I was going to say that this is intrinsic in Python being an interpreted language, but that's not necessarily the case; instead, it's that way for both cultural and technical reasons. Java is generally interpreted by the JVM, but that's Java bytecode, not Java source code. Javascript is interpreted from its source code, but people who ship Javascript often ship it in minimized and compacted form for performance reasons, and in in practice this makes it unreadable (at least for my purposes).
(And then there's WebAssembly.)
Another cultural aspect of this is that a lot of commands written
in Python are written in relatively straightforward ways that are
easy to follow; you can usually grep
through the code for what
function something is in, then what calls that function, and so on
and so forth. This is not a given and it's quite possible to create
hard to follow tangles of magic (I've sort of done this in the
past) or a tower of classes inside
classes that are called through hard to follow patterns of delegation,
object instantiation, and so on. But it's at least unusual, especially
in relatively straightforward commands and in code bases that aren't
too large.
(Things that are part of a framework may be a different story.)

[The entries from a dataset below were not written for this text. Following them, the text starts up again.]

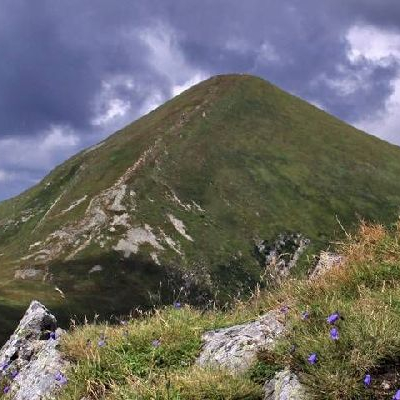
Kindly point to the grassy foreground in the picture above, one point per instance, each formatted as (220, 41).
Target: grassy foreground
(152, 357)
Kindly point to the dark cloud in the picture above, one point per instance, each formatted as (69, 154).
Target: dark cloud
(82, 69)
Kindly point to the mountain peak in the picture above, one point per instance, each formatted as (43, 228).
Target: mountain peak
(192, 190)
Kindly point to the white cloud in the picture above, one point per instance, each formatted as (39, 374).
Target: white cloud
(381, 47)
(267, 54)
(4, 176)
(39, 152)
(166, 57)
(114, 109)
(178, 89)
(372, 43)
(108, 107)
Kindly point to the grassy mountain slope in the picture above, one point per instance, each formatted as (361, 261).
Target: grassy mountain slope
(190, 187)
(364, 290)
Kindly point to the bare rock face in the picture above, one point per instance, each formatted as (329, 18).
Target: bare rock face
(326, 262)
(282, 255)
(236, 348)
(30, 363)
(284, 386)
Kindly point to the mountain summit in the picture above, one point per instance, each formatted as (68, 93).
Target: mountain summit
(187, 192)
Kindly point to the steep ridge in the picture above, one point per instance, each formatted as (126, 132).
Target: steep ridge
(186, 194)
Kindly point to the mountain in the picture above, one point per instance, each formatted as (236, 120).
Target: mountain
(184, 195)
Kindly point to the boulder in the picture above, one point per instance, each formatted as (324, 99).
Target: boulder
(326, 262)
(236, 348)
(32, 367)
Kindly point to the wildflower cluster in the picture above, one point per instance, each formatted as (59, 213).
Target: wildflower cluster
(333, 319)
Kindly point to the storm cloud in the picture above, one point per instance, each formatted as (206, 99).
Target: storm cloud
(73, 72)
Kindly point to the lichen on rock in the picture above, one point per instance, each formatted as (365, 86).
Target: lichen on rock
(30, 361)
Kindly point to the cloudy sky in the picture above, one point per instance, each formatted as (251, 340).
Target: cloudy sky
(72, 72)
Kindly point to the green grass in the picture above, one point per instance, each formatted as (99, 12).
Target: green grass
(365, 290)
(260, 163)
(131, 366)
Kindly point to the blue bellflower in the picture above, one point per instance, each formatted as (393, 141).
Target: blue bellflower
(367, 380)
(333, 318)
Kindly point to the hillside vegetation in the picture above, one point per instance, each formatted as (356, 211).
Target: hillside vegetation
(152, 357)
(183, 194)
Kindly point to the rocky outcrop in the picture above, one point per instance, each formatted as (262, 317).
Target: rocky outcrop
(284, 386)
(236, 348)
(32, 367)
(282, 255)
(326, 262)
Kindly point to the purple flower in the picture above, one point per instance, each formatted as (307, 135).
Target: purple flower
(305, 315)
(313, 358)
(333, 318)
(334, 334)
(4, 366)
(60, 378)
(177, 305)
(284, 309)
(14, 374)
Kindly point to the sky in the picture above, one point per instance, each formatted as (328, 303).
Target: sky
(73, 72)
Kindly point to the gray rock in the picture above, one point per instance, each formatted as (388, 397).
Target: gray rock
(282, 255)
(326, 262)
(96, 268)
(28, 273)
(34, 355)
(284, 386)
(236, 348)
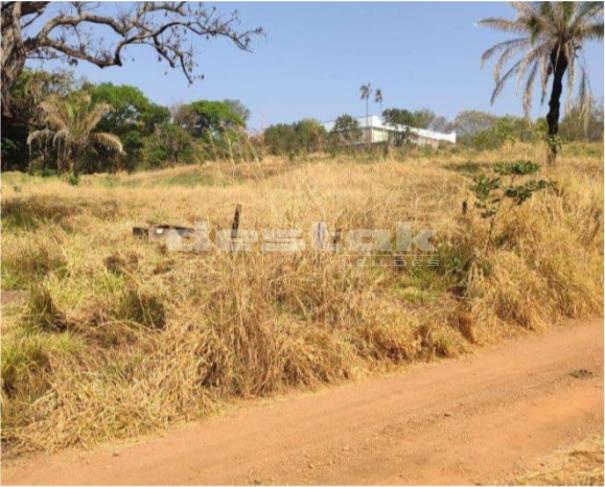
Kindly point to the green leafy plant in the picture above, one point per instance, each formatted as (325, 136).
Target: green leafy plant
(492, 191)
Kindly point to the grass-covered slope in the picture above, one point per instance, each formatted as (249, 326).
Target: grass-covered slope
(117, 336)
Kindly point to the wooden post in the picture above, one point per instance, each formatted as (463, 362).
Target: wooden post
(235, 226)
(336, 239)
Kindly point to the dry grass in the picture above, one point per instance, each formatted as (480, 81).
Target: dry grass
(119, 337)
(581, 464)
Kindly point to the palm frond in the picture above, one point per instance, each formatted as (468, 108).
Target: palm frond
(529, 88)
(514, 43)
(503, 24)
(38, 134)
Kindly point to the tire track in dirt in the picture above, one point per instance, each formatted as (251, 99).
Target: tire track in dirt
(476, 419)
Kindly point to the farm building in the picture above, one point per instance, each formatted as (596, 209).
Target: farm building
(375, 130)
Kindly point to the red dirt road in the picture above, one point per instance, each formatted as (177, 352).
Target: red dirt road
(477, 419)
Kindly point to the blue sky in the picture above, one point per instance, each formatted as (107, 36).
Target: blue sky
(315, 56)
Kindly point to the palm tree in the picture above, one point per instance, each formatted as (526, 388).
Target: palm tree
(70, 124)
(551, 38)
(366, 91)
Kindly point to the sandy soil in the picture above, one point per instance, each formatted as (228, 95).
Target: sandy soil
(481, 418)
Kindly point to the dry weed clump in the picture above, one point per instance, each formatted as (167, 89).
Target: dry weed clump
(118, 337)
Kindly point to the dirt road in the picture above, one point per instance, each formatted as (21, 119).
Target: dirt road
(477, 419)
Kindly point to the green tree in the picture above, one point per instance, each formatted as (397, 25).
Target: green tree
(471, 122)
(280, 139)
(346, 130)
(418, 119)
(310, 135)
(51, 30)
(71, 123)
(29, 90)
(239, 108)
(552, 35)
(207, 118)
(132, 118)
(169, 143)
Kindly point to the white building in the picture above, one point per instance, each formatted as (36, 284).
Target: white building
(375, 130)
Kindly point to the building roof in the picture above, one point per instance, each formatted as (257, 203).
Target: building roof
(376, 122)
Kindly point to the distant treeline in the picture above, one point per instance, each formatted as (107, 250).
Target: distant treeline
(154, 136)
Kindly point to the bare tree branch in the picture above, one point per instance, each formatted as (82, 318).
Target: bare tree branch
(165, 27)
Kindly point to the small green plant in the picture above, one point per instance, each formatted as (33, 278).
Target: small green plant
(492, 191)
(73, 179)
(554, 143)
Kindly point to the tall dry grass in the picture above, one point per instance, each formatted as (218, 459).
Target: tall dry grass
(118, 336)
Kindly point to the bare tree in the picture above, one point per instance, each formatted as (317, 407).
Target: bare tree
(70, 31)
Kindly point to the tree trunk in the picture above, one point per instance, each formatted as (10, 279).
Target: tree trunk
(559, 64)
(13, 51)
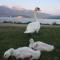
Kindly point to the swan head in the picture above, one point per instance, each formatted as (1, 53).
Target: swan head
(31, 40)
(8, 53)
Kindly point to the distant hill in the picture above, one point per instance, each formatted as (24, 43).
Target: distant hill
(5, 11)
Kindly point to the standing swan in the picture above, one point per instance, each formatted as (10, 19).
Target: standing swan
(33, 26)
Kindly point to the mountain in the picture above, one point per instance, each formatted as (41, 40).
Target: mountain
(5, 11)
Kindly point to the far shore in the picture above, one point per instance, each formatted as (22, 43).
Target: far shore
(24, 25)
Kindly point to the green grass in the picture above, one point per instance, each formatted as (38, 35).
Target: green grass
(14, 37)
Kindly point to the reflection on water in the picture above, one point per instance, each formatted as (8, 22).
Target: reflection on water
(25, 20)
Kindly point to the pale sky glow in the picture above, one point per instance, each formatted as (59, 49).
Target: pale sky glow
(48, 6)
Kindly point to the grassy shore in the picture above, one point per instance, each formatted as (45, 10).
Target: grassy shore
(14, 37)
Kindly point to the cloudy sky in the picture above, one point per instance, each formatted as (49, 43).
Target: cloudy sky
(47, 6)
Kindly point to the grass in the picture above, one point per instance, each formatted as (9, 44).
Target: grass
(14, 37)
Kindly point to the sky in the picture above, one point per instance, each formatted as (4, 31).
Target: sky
(47, 6)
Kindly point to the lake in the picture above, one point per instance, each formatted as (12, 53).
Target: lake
(25, 20)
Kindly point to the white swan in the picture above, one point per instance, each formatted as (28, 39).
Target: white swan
(22, 52)
(33, 26)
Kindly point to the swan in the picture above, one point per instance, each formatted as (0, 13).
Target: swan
(33, 26)
(22, 52)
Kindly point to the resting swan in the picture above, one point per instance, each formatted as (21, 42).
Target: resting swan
(33, 26)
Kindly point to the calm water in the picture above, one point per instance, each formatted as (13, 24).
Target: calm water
(24, 20)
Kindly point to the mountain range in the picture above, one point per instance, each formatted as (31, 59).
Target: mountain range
(5, 11)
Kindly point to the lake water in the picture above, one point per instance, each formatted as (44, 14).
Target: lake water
(25, 20)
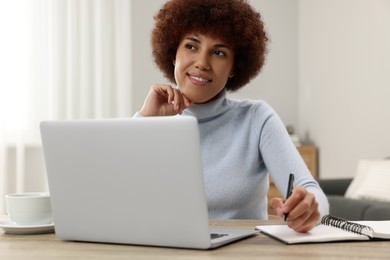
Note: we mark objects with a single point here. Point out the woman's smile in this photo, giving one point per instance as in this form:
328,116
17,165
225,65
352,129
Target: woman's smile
202,66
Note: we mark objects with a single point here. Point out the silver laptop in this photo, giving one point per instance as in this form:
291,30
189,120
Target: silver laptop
130,181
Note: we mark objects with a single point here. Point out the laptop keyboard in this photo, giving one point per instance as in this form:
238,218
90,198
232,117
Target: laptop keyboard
215,235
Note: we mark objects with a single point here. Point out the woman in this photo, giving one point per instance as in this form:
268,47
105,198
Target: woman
209,47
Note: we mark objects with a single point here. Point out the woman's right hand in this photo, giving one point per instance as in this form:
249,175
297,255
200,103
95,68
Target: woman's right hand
164,100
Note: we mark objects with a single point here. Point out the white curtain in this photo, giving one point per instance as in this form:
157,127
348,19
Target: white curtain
64,59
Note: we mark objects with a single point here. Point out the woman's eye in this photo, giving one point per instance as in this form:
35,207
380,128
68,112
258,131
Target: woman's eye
219,53
190,46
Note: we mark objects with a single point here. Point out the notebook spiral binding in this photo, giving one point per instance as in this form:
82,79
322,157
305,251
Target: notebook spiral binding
344,224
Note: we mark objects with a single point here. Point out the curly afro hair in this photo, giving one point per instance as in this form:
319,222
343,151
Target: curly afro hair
233,21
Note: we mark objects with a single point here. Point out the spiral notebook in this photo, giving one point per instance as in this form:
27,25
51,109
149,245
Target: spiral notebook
331,229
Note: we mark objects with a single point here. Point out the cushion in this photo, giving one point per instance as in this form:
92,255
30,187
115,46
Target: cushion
372,181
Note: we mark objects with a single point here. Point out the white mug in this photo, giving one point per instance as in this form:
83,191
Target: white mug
29,209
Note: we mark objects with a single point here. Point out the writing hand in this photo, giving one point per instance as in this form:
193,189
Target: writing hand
164,100
302,209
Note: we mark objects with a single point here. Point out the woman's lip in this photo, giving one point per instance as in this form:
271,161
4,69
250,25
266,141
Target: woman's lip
198,80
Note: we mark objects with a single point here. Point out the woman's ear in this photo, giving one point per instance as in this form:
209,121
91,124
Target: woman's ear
231,75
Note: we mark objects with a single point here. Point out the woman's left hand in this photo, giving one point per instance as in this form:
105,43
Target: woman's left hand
301,207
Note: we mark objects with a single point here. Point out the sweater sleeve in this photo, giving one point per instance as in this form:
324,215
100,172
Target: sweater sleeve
282,158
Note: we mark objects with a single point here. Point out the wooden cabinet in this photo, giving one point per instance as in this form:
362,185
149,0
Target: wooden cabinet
309,155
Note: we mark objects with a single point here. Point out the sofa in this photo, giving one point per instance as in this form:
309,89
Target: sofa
352,209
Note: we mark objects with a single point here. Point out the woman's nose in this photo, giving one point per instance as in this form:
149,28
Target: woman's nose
202,62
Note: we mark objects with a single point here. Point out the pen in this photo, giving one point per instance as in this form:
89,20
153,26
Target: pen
289,190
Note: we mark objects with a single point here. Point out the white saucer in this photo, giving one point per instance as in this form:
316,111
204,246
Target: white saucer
10,227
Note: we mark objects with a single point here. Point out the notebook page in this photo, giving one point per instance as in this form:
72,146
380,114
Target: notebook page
381,227
320,233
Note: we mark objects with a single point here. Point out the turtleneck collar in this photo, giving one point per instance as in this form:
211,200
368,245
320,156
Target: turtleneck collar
210,110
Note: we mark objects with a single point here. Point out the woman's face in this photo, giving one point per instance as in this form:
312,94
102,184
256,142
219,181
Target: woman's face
203,65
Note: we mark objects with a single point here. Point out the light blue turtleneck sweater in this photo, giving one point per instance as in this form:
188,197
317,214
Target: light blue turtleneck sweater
242,142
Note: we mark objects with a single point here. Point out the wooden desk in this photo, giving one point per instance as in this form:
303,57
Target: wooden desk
47,246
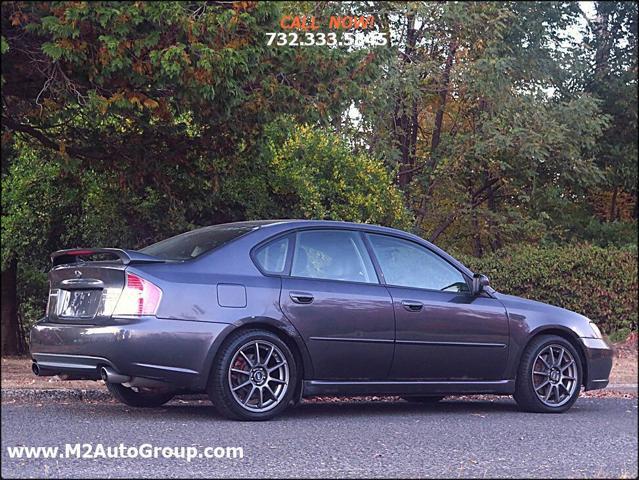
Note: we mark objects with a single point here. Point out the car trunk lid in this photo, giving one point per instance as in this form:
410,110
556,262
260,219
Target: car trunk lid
85,290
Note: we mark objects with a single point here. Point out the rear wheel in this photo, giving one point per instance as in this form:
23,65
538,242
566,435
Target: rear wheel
424,399
254,376
549,377
139,397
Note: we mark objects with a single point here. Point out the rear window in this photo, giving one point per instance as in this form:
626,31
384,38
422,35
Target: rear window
197,242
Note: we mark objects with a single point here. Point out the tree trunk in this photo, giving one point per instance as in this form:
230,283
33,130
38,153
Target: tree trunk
11,341
612,213
496,242
474,221
443,95
405,123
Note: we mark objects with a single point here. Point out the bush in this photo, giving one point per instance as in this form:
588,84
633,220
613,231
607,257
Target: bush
600,283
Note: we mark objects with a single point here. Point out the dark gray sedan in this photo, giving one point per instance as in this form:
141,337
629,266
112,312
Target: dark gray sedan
260,314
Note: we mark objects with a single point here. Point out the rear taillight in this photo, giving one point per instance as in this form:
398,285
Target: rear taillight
139,297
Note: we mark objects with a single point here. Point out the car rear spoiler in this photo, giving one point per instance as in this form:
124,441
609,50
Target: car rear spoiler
62,257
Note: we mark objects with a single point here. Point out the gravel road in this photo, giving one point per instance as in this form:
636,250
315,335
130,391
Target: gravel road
456,438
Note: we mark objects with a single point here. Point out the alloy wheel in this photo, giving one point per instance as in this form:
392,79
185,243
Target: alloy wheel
554,375
258,376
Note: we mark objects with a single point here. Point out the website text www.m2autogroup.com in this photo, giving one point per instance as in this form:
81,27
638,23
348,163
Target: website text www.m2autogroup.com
91,451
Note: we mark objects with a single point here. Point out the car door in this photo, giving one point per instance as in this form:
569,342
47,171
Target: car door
334,299
443,332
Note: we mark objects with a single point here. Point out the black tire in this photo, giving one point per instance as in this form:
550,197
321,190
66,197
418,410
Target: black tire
525,393
424,399
219,387
142,398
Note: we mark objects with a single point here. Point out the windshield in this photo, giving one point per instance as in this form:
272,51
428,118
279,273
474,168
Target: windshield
196,242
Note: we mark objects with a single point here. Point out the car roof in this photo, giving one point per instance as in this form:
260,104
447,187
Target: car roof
294,223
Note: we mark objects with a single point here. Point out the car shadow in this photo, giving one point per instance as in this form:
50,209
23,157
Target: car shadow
205,411
400,408
180,409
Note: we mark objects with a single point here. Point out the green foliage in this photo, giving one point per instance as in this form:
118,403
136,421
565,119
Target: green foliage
600,283
309,173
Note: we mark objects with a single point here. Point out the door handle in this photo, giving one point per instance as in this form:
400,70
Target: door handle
412,305
301,297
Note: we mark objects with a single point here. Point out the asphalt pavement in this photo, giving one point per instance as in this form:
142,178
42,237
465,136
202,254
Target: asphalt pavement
456,438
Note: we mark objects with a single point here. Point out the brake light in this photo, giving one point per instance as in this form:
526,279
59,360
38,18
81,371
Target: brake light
139,297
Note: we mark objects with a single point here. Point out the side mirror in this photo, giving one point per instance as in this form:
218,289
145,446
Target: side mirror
480,282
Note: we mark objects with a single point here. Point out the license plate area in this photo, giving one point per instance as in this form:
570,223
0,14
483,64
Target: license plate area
78,303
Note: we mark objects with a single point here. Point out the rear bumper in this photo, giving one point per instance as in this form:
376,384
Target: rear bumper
178,352
599,355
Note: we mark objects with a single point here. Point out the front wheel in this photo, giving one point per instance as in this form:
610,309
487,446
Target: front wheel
139,397
549,377
253,377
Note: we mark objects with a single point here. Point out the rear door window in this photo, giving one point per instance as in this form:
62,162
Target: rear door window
332,255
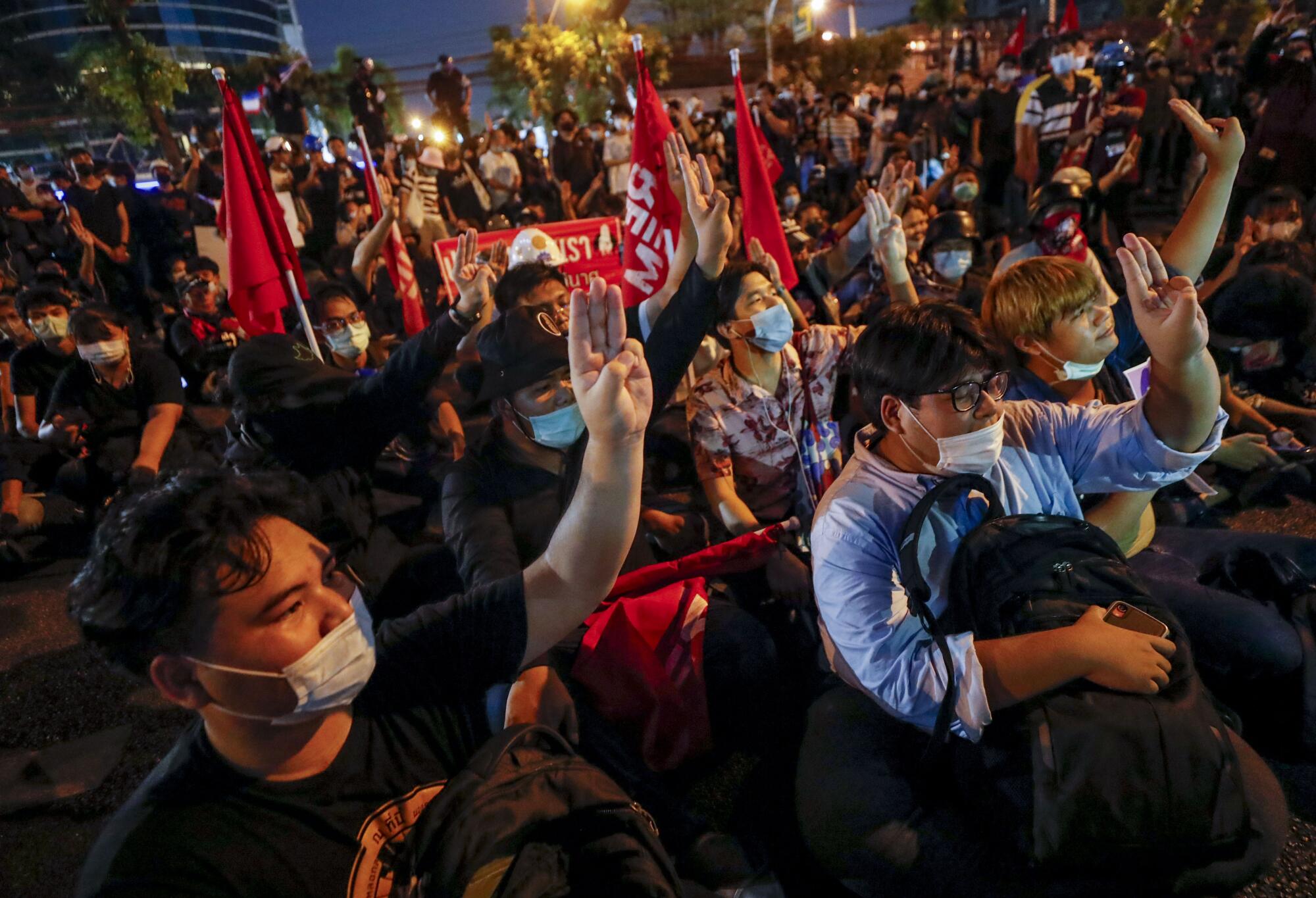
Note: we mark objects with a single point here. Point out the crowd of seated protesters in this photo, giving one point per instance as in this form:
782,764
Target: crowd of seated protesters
357,553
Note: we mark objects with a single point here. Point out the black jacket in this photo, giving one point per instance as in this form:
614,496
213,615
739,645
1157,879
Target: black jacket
501,511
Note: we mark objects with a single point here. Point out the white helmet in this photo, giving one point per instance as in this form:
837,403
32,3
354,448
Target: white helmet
534,245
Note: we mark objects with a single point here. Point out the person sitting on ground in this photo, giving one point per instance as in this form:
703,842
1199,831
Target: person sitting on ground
202,339
293,774
934,382
119,406
1051,312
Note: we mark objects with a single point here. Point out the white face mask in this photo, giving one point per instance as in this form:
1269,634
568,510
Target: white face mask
976,452
1075,370
557,430
351,341
327,677
107,352
52,328
773,328
952,264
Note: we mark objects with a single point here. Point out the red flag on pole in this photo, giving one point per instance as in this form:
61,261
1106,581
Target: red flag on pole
397,257
1071,22
265,273
761,219
771,162
1015,45
653,214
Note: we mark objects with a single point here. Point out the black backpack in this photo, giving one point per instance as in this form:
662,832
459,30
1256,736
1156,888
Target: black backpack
1081,777
530,818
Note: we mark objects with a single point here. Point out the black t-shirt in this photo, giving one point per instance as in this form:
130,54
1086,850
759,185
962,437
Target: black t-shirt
573,161
99,211
198,827
285,106
34,372
119,412
997,110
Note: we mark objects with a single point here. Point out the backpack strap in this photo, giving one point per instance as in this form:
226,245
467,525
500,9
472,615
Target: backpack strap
921,594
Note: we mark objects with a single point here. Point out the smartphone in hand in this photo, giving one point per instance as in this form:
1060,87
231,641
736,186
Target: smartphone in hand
1122,614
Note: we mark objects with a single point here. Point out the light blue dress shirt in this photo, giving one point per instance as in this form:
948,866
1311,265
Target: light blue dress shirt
1052,453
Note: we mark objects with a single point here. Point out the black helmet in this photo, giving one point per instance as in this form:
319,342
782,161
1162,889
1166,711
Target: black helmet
951,226
1114,62
1053,193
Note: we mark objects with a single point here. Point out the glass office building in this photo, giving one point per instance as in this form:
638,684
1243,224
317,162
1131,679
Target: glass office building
216,32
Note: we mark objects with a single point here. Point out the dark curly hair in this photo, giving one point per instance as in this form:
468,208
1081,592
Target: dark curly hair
160,560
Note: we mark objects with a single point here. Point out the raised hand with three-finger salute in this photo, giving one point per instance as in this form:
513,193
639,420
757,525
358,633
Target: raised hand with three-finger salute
610,376
1184,399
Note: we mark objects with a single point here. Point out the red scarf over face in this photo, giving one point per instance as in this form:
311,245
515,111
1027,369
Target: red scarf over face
1061,235
209,328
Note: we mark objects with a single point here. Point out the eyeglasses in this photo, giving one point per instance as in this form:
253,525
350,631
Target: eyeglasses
335,326
965,397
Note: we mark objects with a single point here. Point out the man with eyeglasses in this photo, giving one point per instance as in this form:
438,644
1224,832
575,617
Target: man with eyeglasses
934,384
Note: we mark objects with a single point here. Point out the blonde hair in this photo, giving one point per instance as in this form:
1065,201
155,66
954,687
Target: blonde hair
1028,298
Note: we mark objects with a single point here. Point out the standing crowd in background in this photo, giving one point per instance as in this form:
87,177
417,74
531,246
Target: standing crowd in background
1076,287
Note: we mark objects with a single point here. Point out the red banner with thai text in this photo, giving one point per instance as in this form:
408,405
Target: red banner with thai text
593,249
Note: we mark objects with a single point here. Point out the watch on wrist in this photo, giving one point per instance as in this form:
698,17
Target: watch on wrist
465,320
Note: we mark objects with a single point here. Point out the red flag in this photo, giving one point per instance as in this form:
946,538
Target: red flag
1071,22
761,219
397,257
771,162
1015,45
260,245
653,214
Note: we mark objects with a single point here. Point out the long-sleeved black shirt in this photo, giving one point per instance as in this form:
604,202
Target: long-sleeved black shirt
501,511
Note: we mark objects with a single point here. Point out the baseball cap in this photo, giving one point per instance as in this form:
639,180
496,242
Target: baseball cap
518,349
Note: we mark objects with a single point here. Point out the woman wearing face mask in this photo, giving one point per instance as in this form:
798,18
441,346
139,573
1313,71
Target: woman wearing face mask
344,331
948,255
746,415
118,409
1063,332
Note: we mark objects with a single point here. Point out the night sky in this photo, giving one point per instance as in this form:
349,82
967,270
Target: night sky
413,34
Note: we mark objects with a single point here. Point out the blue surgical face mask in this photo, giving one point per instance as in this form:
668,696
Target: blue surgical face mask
327,677
773,328
1075,370
557,430
952,264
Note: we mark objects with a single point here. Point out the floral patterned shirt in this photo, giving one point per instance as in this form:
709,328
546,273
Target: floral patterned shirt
739,430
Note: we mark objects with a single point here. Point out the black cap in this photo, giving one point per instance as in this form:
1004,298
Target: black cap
280,365
518,349
951,226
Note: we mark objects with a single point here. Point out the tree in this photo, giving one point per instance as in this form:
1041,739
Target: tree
681,20
940,15
131,78
834,64
586,66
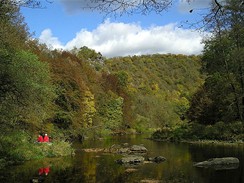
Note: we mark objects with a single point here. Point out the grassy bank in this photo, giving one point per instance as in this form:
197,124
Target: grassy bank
17,147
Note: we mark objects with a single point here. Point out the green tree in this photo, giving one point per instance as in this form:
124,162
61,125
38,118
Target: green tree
223,62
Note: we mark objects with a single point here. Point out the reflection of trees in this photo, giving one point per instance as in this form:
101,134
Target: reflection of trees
201,152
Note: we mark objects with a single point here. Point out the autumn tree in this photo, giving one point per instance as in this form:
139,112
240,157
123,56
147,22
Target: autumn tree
223,62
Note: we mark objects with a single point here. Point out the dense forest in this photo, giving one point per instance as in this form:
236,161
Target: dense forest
79,93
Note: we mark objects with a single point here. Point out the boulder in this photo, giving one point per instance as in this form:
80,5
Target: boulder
157,159
219,163
138,149
131,160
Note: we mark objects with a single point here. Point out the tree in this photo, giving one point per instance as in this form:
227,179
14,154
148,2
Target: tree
223,62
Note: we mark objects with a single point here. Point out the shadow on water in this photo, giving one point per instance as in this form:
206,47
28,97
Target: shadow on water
100,167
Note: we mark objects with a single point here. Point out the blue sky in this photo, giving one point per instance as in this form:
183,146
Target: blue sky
63,24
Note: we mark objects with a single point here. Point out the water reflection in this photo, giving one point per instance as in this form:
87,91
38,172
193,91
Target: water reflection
42,173
91,167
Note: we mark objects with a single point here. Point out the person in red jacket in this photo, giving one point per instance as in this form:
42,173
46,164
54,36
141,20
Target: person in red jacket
40,138
46,138
46,170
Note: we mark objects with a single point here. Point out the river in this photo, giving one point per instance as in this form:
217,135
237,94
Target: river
99,167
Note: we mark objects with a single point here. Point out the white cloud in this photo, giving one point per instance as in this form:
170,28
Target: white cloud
121,39
186,5
48,38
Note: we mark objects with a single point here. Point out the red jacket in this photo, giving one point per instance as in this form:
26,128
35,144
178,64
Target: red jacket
40,139
46,138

PS: Certbot is on the edge of 'large' here, but for what I was looking for it was still functions calling functions.
PPS: That installing a Python thing gives you a bunch of .py
files
on your filesystem is not a completely sure thing. I believe that
there are Python package and module distribution formats that don't
unpack the .py
files but leave them all bundled up, although the
current Wheel format is apparently purely for distribution, not
running in place.
I am out of touch with the state of Python package distribution,
so I don't know how this goes if you install things yourself.